Особенно явно коллективные аспекты такого влечения к смерти выводятся в «Бесах»: головокружению небытия здесь поддается в итоге целый городок, страдающий от все более жестоких потрясений. Между абсурдным праздником Юлии Михайловны, пожарами, убийствами и прокатившейся по всему местному обществу волной скандалов существует метафизическая связь. Все это – единое бедствие, и без демонического заражения вкупе с подрывной работой злого духа в верхах и низах общества беспорядочная деятельность Верховенского – человека весьма посредственного – его ни за что бы не спровоцировала. «Мы провозгласим разрушение… – визжит Верховенский, – почему, почему, опять-таки, эта идейка так обаятельна!»
Неистовство «бесов» предвосхищается и в более ранних романах. Полным бардаком у Достоевского кончаются почти все великие массовые сцены: в «Преступлении и наказании» это престранные поминки по Мармеладову, в «Идиоте» – основные сцены на даче Лебедева, прерванный появлением Настасьи Филипповны публичный концерт, пощечина князю Мышкину… Достоевского всегда преследует одно и то же зрелище, но по мере восхождения к вершинам своего гения романист будто бы утрачивает способность вызывать в нас ужас. В тексте раскрывается уже не его собственное воображение, а литературный жанр. Достоевский не может пересечь границ правдоподобия. По сравнению с тем кошмаром, который преследует больного Раскольникова, перечисленные нами сцены кажутся еще сравнительно мирными. Прямо перед освободительной концовкой герой оказывается в низшем из кругов ада. Чтобы разглядеть эту грозящую поглотить мир Достоевского бездну, его ужасные видения следует сблизить с великими романическими сценами:
Ему грезилось в болезни, будто весь мир осужден в жертву какой-то страшной, неслыханной и невиданной моровой язве, идущей из глубины Азии на Европу. Все должны были погибнуть, кроме некоторых, весьма немногих, избранных. Появились какие-то новые трихины, существа микроскопические, вселявшиеся в тела людей. Но эти существа были духи, одаренные умом и волей. Люди, принявшие их в себя, становились тотчас же бесноватыми и сумасшедшими. Но никогда, никогда люди не считали себя так умными и непоколебимыми в истине, как считали зараженные. Никогда не считали непоколебимее своих приговоров, своих научных выводов, своих нравственных убеждений и верований… Все были в тревоге и не понимали друг друга, всякий думал, что в нем в одном и заключается истина, и мучился, глядя на других, бил себя в грудь, плакал и ломал себе руки. Не знали, кого и как судить, не могли согласиться, что считать злом, что добром. Не знали, кого обвинять, кого оправдывать. Люди убивали друг друга в какой-то бессмысленной злобе.

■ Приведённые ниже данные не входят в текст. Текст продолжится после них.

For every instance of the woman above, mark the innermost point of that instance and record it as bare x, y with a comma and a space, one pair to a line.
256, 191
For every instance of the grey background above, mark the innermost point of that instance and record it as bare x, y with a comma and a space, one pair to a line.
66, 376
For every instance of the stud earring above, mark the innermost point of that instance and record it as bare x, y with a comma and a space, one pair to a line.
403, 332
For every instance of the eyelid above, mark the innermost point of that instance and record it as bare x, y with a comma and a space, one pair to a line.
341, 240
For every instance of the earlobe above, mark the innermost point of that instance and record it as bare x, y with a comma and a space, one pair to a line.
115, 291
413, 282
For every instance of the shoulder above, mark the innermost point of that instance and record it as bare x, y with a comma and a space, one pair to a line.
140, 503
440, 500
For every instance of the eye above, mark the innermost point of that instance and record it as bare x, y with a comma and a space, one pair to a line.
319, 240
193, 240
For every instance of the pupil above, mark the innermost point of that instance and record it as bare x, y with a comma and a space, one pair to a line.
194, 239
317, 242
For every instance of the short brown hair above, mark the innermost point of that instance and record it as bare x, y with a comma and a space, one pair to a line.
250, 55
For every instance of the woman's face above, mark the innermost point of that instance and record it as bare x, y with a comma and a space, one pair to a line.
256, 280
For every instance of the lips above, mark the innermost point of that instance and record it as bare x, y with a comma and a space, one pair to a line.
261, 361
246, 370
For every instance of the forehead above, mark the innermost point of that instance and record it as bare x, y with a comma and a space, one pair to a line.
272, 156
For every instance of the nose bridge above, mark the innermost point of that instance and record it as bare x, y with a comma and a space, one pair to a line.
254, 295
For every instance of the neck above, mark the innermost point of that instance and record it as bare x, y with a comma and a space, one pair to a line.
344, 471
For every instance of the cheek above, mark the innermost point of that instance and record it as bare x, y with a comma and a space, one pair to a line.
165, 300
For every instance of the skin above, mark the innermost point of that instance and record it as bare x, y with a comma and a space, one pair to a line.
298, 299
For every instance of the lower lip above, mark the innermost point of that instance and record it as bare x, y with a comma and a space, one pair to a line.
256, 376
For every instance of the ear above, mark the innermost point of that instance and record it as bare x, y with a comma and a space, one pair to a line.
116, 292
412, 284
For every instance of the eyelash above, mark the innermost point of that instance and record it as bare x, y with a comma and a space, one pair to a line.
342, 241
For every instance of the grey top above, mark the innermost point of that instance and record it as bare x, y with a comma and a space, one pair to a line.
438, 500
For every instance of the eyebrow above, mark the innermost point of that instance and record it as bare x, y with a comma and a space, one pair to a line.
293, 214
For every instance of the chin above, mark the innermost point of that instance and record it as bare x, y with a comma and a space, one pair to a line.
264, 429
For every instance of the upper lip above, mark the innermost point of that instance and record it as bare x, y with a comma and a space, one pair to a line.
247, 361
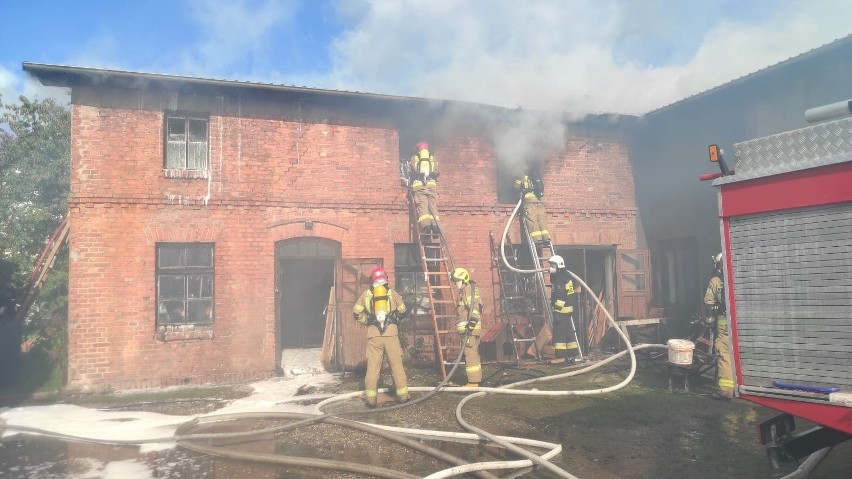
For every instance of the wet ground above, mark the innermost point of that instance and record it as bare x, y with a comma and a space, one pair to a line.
641, 431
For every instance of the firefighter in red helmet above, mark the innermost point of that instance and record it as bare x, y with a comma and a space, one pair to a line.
380, 308
469, 310
716, 317
423, 180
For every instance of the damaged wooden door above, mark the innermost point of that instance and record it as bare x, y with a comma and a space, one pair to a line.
350, 337
633, 267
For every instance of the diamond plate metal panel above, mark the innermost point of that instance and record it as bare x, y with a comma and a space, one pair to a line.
809, 147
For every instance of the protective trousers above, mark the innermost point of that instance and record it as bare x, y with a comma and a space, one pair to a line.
536, 218
472, 362
426, 204
564, 336
723, 361
379, 347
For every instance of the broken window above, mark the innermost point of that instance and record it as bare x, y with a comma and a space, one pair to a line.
410, 280
184, 284
186, 142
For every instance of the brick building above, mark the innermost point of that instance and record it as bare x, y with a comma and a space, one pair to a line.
211, 220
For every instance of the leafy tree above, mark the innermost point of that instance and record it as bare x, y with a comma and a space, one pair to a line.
35, 158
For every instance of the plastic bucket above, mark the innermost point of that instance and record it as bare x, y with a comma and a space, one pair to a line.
680, 351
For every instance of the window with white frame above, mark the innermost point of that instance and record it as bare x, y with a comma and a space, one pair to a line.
187, 139
184, 284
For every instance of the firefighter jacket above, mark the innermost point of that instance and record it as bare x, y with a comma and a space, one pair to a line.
564, 297
469, 307
529, 188
714, 302
422, 172
363, 312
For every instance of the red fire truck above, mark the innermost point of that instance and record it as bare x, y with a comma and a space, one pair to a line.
786, 225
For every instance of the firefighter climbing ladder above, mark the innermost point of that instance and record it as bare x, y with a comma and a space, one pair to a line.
515, 301
437, 267
540, 285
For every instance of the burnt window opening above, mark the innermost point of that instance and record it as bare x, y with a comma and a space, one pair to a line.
410, 280
187, 139
185, 284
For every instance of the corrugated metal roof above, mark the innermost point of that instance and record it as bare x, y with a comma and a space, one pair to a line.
66, 76
69, 76
820, 49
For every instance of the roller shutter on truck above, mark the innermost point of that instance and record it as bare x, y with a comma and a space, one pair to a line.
792, 272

Эта болезнь заразна; она обособляет индивидов и стравливает их меж собой. Каждый полагает носителем истины себя одного и сокрушается о ближних. У каждого – свой закон, чтобы вязать и решить. Все эти симптомы мы уже где-то видели. Раскольников описывает онтологическую болезнь: дойдя до пароксизма, она влечет за собой оргию разрушения. Язык медицины с ее «микробами» и технология сходятся в Апокалипсисе.
Истина метафизического желания – смерть: таков неизбежный предел противоречия, на котором оно основано. Романы переполнены признаками близкой смерти. Однако, пока пророчество не исполнилось, знаки остаются двусмысленными. Возникая на горизонте, смерть освещает уже пройденный путь, обогащает нашу трактовку структуры медиации и облекает бесчисленные аспекты метафизического желания в полноту смысла.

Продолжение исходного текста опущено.